The initial guide was developed on the basis of research evidence from a project funded by the Economic and Social Research Council and led by Simon Dyson of De Montfort University. The research findings were published in the journal Social Science and Medicine and suggested that raising teacher awareness of sickle cell disease (SCD) was, by itself, insufficient to lead to good support for students with sickle cell whilst they are at school. What was required was the implementation of policy that created strong support structures in the background, without drawing attention to young people with SCD as different from their peers, something the young people themselves intensely disliked. Since the first edition of the guide was launched in England in 2011, it has been adapted and translated into Yoruba, Hausa and Igbo for use in Nigeria, and into Portuguese for use in Brazil. It has even been credited with influencing the prestigious Centers for Disease Control and Prevention in the USA to develop their guide to supporting pupils with sickle cell disease at school in the USA.

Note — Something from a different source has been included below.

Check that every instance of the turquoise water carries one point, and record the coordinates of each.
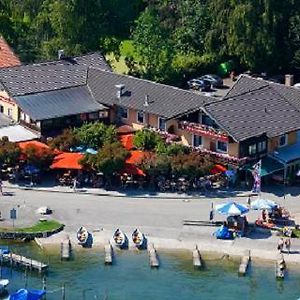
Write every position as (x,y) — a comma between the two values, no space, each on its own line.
(130,277)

One reason for the development of a second edition is the introduction, in the UK, of the Children and Families Act of 2014. Section 100 of this act places a particular duty on governing bodies to makes provision for pupils with medical conditions such as SCD disease, and requires pupils to have education, health and care plans, something for which there was already a model in the first edition of the guide.
The guide has already proved its worth and in May 2016 a BBC Radio 4 Appeal by Malorie Blackman on behalf of the Sickle Cell Society specifically mentions the case of a mother Jacqueline who was concerned about the treatment of her son with SCD Joseph at school, and who used the guide to school policy to advocate on behalf of her son to the teachers at school. We hope that head teachers and school governors find the guide useful, and that it leads to continuing improvements in the way that young people with SCD are integrated into school.